We've had the opportunity to attend two VHLFA conferences and learn more about VGEF, HIF, genes and cells, processes and proteins. We've also been blessed by meeting many kindred spirits fighting the same fight.

I've had the chance to become more involved in the family alliance, at a local level, and now lunch with several VHL warriors monthly.

We raised funds and raised awareness for the first time ever.

But because some things haven't changed,

This disease carries on in its own insidious way in my sweet boy. His two small benign brain tumors have turned into eight tumors in the cerebellum/brain stem area and four in the spine. His pancreas is now muddled with cysts of varying sizes, and his kidneys now also show signs of the disease.

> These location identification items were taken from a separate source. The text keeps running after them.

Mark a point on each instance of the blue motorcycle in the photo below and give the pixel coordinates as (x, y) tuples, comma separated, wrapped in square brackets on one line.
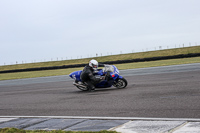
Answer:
[(110, 74)]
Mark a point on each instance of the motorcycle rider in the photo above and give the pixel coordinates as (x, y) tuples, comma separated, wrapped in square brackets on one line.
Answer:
[(87, 75)]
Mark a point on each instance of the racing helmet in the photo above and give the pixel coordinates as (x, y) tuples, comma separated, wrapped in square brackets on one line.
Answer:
[(94, 64)]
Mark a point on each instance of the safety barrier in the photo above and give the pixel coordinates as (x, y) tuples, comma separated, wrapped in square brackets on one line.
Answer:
[(107, 62)]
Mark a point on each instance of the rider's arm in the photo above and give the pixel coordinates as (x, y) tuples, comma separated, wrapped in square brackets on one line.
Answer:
[(101, 65), (93, 78)]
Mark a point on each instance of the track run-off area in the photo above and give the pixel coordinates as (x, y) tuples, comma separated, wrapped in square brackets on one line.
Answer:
[(156, 92)]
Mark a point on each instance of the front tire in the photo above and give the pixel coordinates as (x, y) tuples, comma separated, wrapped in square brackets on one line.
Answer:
[(121, 83)]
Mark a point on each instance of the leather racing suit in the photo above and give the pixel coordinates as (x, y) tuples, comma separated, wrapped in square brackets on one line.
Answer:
[(88, 77)]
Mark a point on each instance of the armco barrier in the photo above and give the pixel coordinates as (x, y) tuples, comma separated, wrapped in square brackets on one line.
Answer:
[(108, 62)]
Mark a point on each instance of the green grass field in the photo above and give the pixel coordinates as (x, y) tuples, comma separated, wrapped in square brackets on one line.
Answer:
[(45, 73), (169, 52), (14, 130)]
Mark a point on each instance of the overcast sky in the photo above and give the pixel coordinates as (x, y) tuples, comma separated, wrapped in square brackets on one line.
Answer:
[(42, 30)]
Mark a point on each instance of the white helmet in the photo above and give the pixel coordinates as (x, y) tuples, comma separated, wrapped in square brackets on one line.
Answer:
[(94, 64)]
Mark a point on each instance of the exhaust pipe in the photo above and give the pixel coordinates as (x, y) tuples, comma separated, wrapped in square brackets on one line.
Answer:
[(76, 84)]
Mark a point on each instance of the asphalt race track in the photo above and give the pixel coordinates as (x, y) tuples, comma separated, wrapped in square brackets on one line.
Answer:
[(159, 92)]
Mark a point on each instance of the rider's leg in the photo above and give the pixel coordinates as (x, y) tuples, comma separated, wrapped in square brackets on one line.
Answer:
[(90, 85)]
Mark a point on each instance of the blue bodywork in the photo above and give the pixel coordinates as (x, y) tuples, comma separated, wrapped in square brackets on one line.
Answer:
[(114, 76)]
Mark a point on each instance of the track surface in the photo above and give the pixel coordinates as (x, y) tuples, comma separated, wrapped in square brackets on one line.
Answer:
[(167, 92)]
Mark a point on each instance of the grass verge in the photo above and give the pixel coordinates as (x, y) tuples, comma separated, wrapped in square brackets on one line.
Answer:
[(14, 130), (168, 52), (46, 73)]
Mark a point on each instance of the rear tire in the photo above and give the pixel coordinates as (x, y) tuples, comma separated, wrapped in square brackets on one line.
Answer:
[(81, 88), (121, 83)]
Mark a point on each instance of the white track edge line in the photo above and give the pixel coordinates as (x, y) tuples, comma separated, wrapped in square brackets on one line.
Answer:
[(107, 118)]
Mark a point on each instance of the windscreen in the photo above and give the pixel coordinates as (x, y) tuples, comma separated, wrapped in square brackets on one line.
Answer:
[(108, 68)]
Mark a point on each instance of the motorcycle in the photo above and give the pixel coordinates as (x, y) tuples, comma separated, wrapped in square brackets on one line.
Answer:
[(110, 74)]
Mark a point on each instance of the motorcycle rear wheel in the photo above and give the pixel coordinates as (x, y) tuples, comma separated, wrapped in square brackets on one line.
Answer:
[(82, 88), (121, 83)]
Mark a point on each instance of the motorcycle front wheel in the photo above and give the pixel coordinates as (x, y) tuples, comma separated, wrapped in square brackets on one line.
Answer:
[(121, 83)]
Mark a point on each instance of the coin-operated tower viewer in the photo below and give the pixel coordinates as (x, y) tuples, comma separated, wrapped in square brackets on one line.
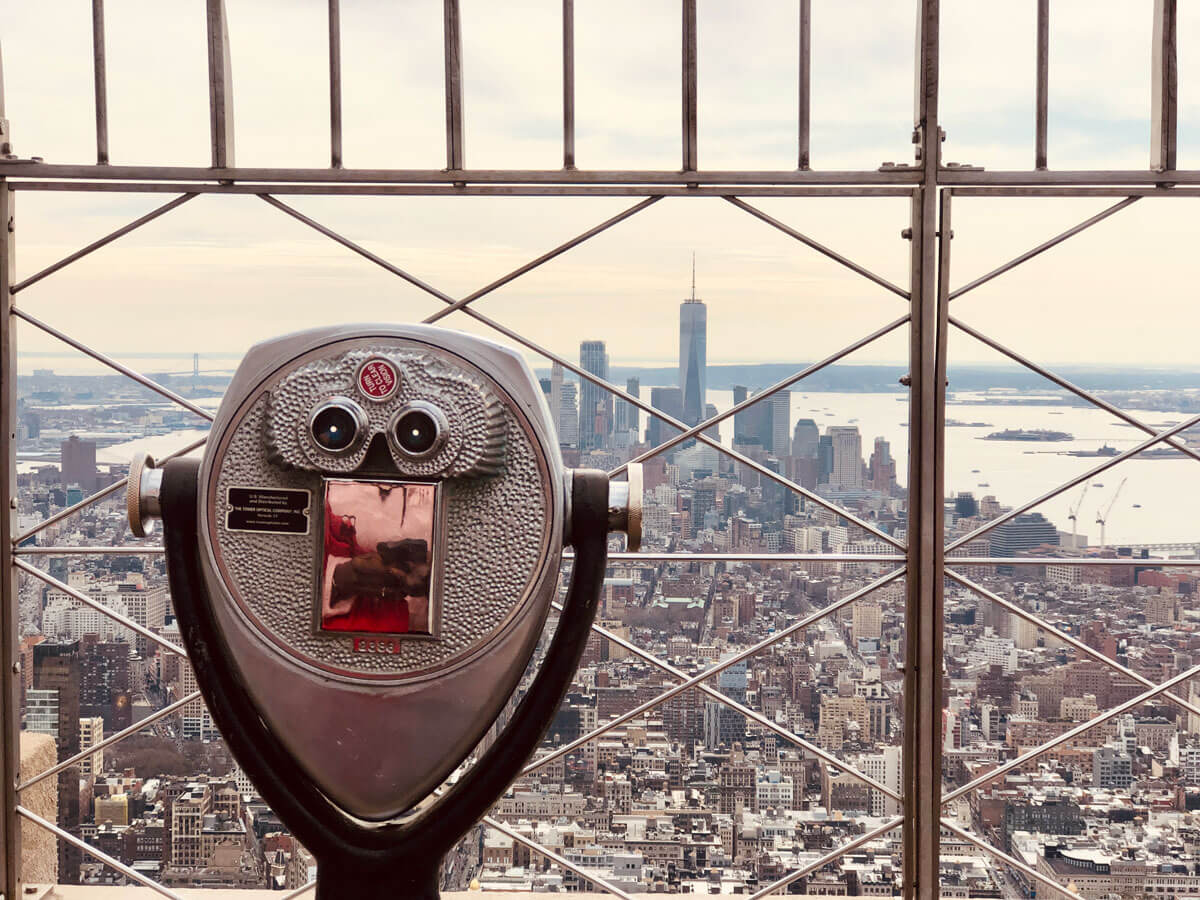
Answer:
[(361, 565)]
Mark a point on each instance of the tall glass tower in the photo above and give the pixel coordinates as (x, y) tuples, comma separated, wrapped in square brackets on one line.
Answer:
[(693, 354)]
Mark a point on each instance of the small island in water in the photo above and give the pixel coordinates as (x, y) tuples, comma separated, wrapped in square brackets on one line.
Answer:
[(1029, 435)]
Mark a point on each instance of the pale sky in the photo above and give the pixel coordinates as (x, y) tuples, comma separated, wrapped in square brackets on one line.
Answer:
[(223, 271)]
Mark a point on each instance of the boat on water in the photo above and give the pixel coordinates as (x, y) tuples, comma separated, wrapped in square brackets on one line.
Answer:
[(1041, 435)]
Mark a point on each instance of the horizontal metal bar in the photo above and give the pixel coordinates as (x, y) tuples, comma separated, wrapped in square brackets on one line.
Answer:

One small and crafty gene continues a path of destruction.

And my sweet son remains unbowed
with his grace,
and his determination,
and his sweet, sweet spirit.

we need to remember the past

That first night home, after settling Steven in bed and checking both the incision at the back of his head and the small sutured spot on his upper leg, I sat at the computer and researched hemangioblastomas. I read statistics that not only clinically diagnosed my son with von Hippel Lindau disease but also wanted to cut his life in half.

I'll never forget those printed words...how they looked, how they sounded, how they felt.

Those few simple words were a catalyst.

while we reach for the future.

Words of pain can also promote great change, change beyond our wildest imaginations. We now know truths that only the privileged know. We understand that another breath is a miracle, and we know that life is made of moments.

And we know and believe that
with a bit more research
and lots of faith,
a cure will be found.
Our sweet son
must have the privilege
of living this good life
filled with hope
.



2 comments:

Becky Smith said...

Beautifully written words from a mother's heart. I'm sorry you guys have had such a long, hard journey. I'm proud of you all though, for remaining "unbowed."

Blessings,
Becky

Britt-Arnhild said...

Such a beautiful post from the deepest of the fight you are all struggling Bev.
I am with you!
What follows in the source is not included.